I found that reading fictional books has helped me stop the cycle. I now do this every single night to wind down and relax my body. It’s important to read a book that is not too action-filled otherwise, it might keep you up at night instead of relaxing you.
13. Your ONE
Who is that one person, thing, a pet that keeps you going? Who fuels your fire, and is the reason you live? The person who shows you unconditional love, no matter how low you get? That is your ONE. Focus on your ONE.
Dealing with anxiety has its highs and lows, knowing your priorities and keep them at the forefront of your mind when fighting your battles, keeps you motivated and inspired.
It’s good to note that healing and calming your anxieties will take time. It won’t magically disappear after a day or week’s practice of the suggested remedies above. It will take consistent practice to change the way you feel and be more in control of your anxiety instead of being controlled by it. If something’s not working out, try the other ways.
At times, when you’re feeling better you might assume that all is well, then you stop [insert what you were doing], but only to find out that your anxiety reappears back into your life.
When that happens, give yourself grace and get back into practicing whatever was working for you calm down your anxiety.

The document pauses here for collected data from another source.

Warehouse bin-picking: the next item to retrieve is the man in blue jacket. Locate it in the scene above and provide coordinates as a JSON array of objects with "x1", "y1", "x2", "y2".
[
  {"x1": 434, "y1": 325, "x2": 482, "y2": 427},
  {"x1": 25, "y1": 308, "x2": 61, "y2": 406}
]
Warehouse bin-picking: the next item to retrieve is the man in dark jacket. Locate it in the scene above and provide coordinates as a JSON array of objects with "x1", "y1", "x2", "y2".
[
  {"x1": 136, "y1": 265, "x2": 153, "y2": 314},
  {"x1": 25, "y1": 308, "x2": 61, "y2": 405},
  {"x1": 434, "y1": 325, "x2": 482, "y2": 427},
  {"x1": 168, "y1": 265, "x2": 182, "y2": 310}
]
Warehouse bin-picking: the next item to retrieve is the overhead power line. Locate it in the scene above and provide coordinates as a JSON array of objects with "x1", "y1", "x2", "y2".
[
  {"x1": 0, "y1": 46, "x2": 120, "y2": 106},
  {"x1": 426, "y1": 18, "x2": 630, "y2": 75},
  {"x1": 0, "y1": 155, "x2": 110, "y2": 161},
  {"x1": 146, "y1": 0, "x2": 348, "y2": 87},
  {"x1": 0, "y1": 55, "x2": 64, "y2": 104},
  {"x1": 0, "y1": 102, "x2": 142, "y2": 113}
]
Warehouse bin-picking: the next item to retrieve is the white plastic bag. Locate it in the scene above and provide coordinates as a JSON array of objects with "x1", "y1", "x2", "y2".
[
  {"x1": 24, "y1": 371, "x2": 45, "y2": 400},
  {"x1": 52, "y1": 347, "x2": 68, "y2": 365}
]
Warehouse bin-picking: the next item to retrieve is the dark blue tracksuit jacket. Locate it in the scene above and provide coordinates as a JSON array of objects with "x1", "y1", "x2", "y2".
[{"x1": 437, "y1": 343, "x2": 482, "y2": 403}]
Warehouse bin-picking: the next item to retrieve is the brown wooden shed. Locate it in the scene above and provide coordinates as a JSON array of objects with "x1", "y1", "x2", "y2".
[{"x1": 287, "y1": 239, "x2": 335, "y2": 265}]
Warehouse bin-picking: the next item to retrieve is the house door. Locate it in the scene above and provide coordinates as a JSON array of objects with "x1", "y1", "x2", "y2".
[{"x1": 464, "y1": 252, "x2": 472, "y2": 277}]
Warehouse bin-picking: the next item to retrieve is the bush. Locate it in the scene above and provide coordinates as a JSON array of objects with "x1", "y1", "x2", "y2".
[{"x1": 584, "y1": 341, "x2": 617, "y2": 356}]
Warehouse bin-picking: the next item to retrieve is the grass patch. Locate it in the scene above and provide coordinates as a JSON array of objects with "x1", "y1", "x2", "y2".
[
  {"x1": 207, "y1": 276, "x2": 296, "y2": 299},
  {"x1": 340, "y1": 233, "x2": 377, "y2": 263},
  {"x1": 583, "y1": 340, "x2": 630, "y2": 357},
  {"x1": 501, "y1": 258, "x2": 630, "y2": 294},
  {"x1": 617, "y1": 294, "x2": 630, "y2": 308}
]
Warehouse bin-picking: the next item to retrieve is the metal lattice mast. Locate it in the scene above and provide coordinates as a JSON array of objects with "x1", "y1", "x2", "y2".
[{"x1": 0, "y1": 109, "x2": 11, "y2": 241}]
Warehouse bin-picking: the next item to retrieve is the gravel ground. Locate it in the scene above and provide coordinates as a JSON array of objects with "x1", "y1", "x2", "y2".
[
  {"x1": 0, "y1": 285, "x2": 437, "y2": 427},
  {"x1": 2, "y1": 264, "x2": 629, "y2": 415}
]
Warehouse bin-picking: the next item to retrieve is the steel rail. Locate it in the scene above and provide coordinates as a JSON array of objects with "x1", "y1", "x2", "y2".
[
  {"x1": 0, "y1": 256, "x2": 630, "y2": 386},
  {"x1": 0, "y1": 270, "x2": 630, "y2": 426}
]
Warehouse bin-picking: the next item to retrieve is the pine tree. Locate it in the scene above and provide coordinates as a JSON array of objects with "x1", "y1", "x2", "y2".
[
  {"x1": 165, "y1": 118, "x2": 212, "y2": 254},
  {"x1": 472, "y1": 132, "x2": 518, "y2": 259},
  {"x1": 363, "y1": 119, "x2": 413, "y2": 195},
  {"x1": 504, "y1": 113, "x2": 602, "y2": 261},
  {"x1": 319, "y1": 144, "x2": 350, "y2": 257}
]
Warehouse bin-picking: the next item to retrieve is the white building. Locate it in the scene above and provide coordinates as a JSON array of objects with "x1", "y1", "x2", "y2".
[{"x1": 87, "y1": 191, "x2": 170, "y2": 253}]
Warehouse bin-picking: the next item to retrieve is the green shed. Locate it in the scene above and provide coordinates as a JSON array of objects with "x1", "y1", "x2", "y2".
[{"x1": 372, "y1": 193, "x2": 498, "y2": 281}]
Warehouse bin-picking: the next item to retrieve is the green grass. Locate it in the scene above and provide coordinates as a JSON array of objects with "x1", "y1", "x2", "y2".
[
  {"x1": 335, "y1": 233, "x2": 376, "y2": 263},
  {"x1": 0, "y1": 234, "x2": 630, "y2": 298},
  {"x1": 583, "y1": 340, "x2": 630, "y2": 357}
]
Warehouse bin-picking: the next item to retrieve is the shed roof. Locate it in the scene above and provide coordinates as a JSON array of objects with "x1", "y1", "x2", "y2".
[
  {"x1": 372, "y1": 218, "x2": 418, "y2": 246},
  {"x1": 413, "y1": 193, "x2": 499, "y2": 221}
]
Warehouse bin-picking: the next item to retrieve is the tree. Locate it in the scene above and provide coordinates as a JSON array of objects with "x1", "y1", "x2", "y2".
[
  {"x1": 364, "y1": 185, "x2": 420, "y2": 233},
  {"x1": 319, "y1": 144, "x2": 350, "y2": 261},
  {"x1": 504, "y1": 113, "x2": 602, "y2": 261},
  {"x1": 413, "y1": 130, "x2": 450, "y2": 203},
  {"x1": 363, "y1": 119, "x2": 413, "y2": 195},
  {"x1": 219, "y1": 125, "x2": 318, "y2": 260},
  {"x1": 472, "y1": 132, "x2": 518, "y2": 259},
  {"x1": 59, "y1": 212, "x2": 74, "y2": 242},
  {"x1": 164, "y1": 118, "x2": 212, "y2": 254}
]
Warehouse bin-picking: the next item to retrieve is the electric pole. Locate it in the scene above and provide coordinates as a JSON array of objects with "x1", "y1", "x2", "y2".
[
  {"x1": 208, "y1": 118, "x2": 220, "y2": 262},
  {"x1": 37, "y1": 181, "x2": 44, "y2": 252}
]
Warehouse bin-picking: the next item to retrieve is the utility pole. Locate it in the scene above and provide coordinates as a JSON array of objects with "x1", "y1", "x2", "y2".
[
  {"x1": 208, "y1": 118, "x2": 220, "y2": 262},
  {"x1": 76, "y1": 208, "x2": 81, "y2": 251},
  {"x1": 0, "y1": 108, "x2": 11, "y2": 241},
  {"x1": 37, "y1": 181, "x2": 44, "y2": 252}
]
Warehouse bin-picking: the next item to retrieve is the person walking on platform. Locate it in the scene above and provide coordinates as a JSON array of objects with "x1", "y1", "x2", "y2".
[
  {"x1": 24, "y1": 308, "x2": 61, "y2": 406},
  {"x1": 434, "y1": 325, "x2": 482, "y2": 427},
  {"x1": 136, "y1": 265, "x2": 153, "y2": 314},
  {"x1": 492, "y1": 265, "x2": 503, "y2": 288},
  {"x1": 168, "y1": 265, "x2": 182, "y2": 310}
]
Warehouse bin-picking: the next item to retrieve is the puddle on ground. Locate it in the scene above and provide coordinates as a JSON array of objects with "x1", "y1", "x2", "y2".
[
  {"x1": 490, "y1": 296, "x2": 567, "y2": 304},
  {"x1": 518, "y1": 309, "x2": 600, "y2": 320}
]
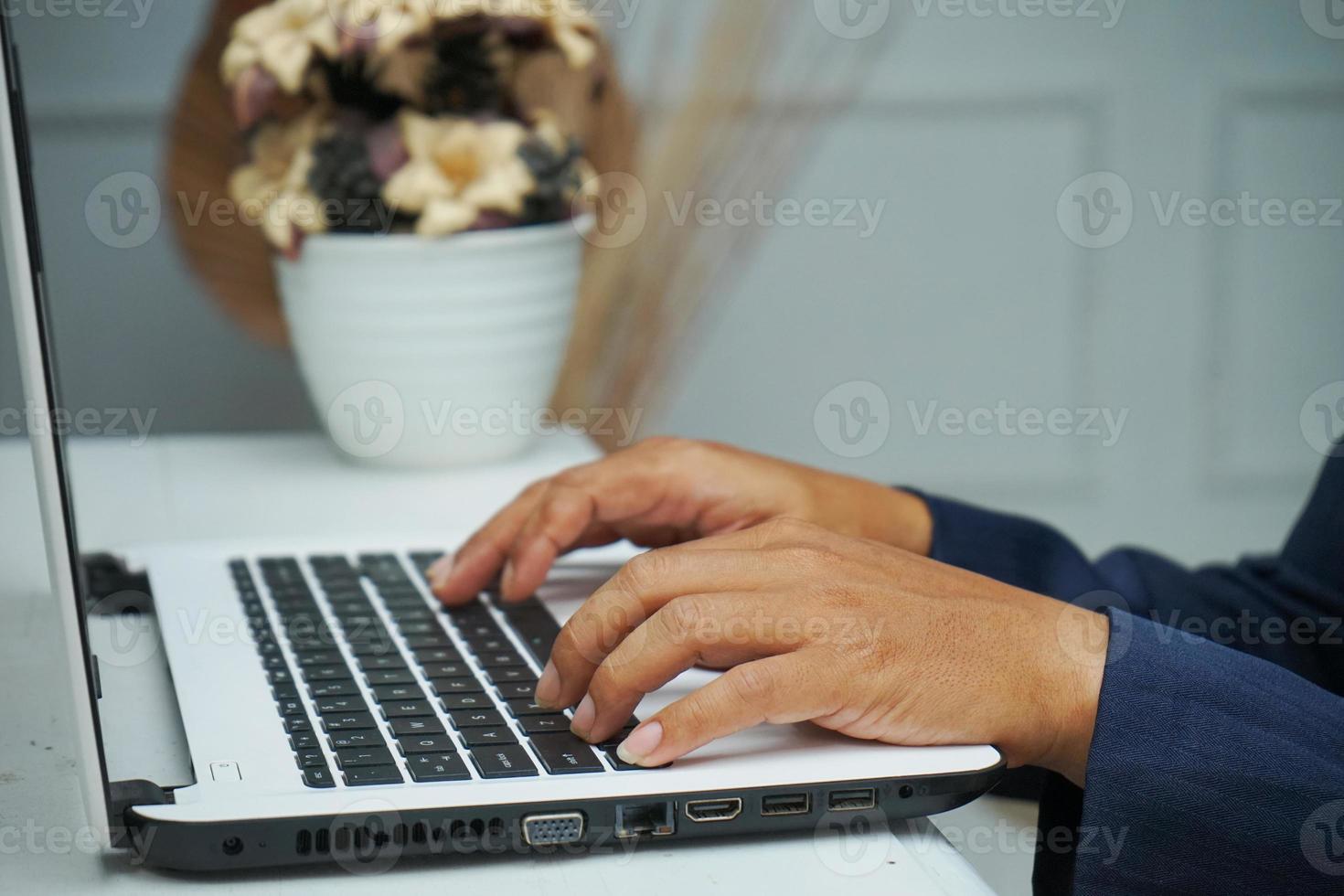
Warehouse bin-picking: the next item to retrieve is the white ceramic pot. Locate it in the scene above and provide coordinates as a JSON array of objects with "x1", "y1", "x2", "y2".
[{"x1": 275, "y1": 221, "x2": 587, "y2": 467}]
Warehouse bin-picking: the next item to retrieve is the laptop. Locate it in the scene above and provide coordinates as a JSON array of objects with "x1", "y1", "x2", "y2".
[{"x1": 0, "y1": 17, "x2": 1004, "y2": 872}]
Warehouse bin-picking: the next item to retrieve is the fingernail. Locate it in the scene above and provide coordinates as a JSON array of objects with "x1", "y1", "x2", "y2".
[
  {"x1": 570, "y1": 695, "x2": 597, "y2": 741},
  {"x1": 425, "y1": 556, "x2": 453, "y2": 590},
  {"x1": 615, "y1": 721, "x2": 663, "y2": 765},
  {"x1": 534, "y1": 662, "x2": 560, "y2": 707}
]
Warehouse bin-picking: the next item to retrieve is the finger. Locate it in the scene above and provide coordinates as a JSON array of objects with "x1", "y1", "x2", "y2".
[
  {"x1": 500, "y1": 452, "x2": 686, "y2": 601},
  {"x1": 537, "y1": 548, "x2": 787, "y2": 707},
  {"x1": 574, "y1": 593, "x2": 784, "y2": 743},
  {"x1": 617, "y1": 652, "x2": 840, "y2": 768},
  {"x1": 429, "y1": 481, "x2": 546, "y2": 604}
]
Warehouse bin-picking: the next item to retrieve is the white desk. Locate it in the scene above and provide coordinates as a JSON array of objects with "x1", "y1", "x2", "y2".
[{"x1": 0, "y1": 435, "x2": 992, "y2": 895}]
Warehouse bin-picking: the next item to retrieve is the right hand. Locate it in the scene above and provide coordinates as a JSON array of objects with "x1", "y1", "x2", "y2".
[{"x1": 430, "y1": 438, "x2": 933, "y2": 604}]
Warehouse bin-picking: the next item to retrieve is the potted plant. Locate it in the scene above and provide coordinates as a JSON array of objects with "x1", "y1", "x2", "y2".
[{"x1": 220, "y1": 0, "x2": 598, "y2": 467}]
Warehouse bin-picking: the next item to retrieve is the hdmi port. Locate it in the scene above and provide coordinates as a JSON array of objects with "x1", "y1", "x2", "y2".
[{"x1": 686, "y1": 796, "x2": 741, "y2": 825}]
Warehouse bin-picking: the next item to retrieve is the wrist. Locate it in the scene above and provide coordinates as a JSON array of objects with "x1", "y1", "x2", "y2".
[{"x1": 1033, "y1": 603, "x2": 1110, "y2": 787}]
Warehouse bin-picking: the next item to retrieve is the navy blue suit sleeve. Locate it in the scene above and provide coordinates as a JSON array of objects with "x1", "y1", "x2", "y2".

Anxiety can feel like a heavy burden that is hard to shake off. I’ve multiple things I’ve listed above, and I’m in such a better place now with my mental health.
I’d be lying if I’d say it had been sunshine and rainbows since day one. I’ve celebrated my highs and pushed through my lows. It took years of practice.
As I mentioned in the intro, I’m so much better now than in calming my anxiety. I’m more in touch with who I am and how to quickly stop anxiety when it starts creeping up in my life. I have no doubt that you can get to the same place or even better.
Sending you all my love and strength! Keep going. You got this!